Speaking on the PPF account, SEBI registered tax and investment expert Jitendra Solanki said, “PPF account gives EEE benefit to the investor up to Rs 1.5 lakh in one financial year. Means, one can avail of income tax exemption on up to Rs 1.5 lakh investment in PPF account, while the account holder is eligible for tax exemption on the PPF interest earned and PPF maturity amount at the time of withdrawal.”
He, however, said that it is critical for investors to know one thing and that is, that this EEE benefit is available for only those earning individuals who file their Income Tax Return (ITR) by opting for the old income tax slab.
Solanki went on to add that in PPF, the maturity period is 15 years while the PPF interest rate being given by the government these days is 7.1 per cent.
So, assuming 7.1 per cent average returns that one would get in the entire period of maturity period of 15 years, suppose one invests Rs 7,000 per month in one’s PPF account, then the PPF calculator suggests that one’s PPF maturity amount after 15 years will be Rs 24,41,889. During the investment period, one will get income tax exemption on one’s Rs 84,000 annual PPF investment while the maturity amount and the PPF interest earned during the period will be 100 per cent income tax exempted.
However, this will not turn investors into a crorepati.

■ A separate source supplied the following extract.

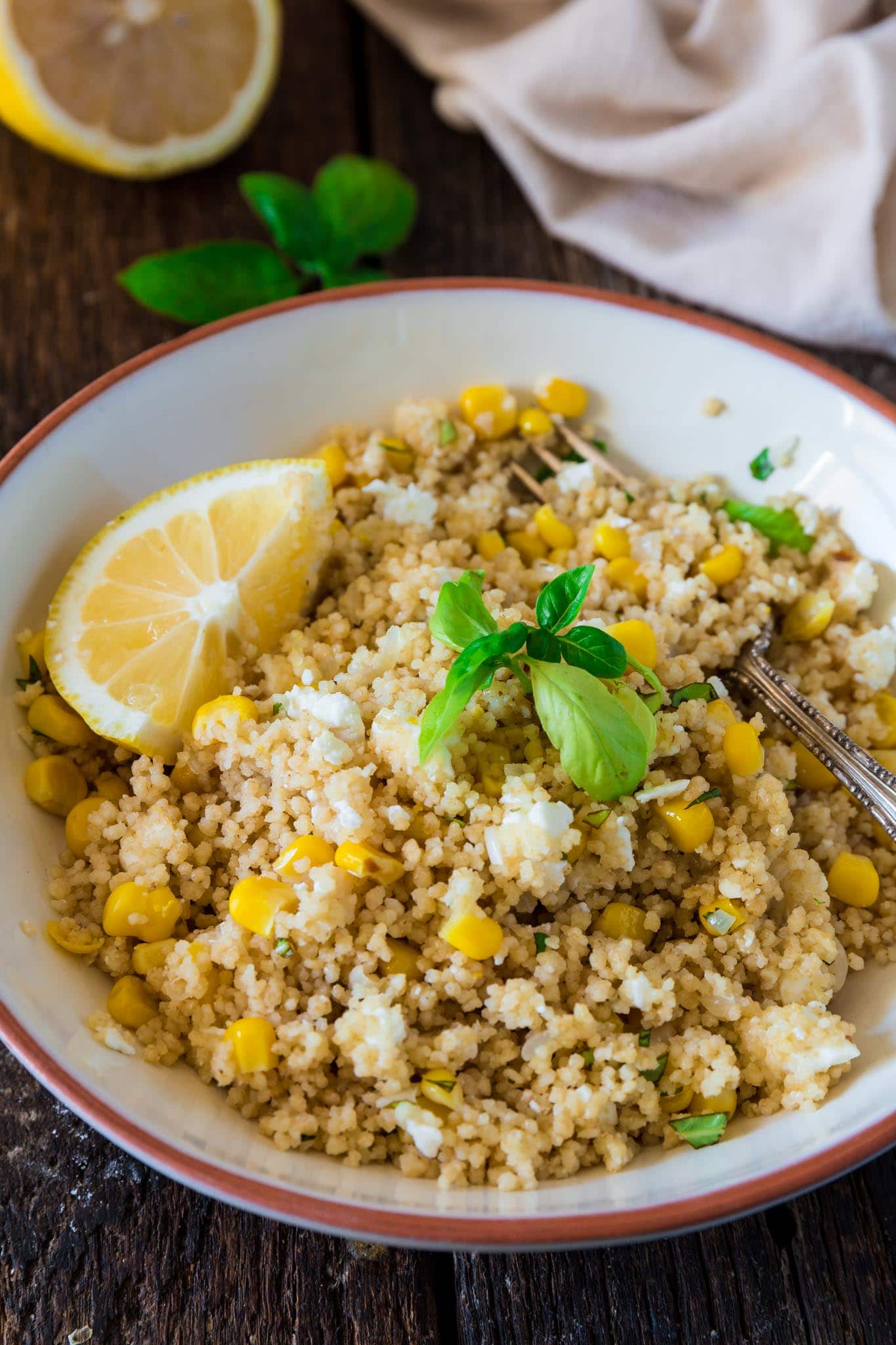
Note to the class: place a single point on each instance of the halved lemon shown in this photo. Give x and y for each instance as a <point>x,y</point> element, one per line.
<point>137,88</point>
<point>146,619</point>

For that, some other tricks must be employed.
One can extend PPF account beyond 15 years of maturity period by submitting form-H within one year of the maturity period. By doing this one can continue to avail the EEE benefits in one’s PPF account.
Speaking on the PPF account extension rules, another SEBI registered tax and investment expert Manikaran Singhal said, “One can extend one’s PPF account in a block of 5 years by submitting form-H within one year of the PPF account maturity. There is no limit on PPF account extension but every time the account holder will have to submit Form-H within one year of the maturity and the extension will be always in a 5 years block.”
This will turn a PPF investor into a crorepati!
Means, if a PPF account holder wants to invest for 30 years, the investor will have to submit Form-H thrice after 15, 20 and 25 years of PPF account opening. As per the tax and investment experts mentioned above, one can start investment at the age of around 30 years and continue to invest for next 30 years till retirement. If an investor does that then its maturity amount will grow up to massive Rs 1,00,81,086.
So, one can become a crorepati by investing in the government-backed 100 per cent risk free Public Provident Fund account.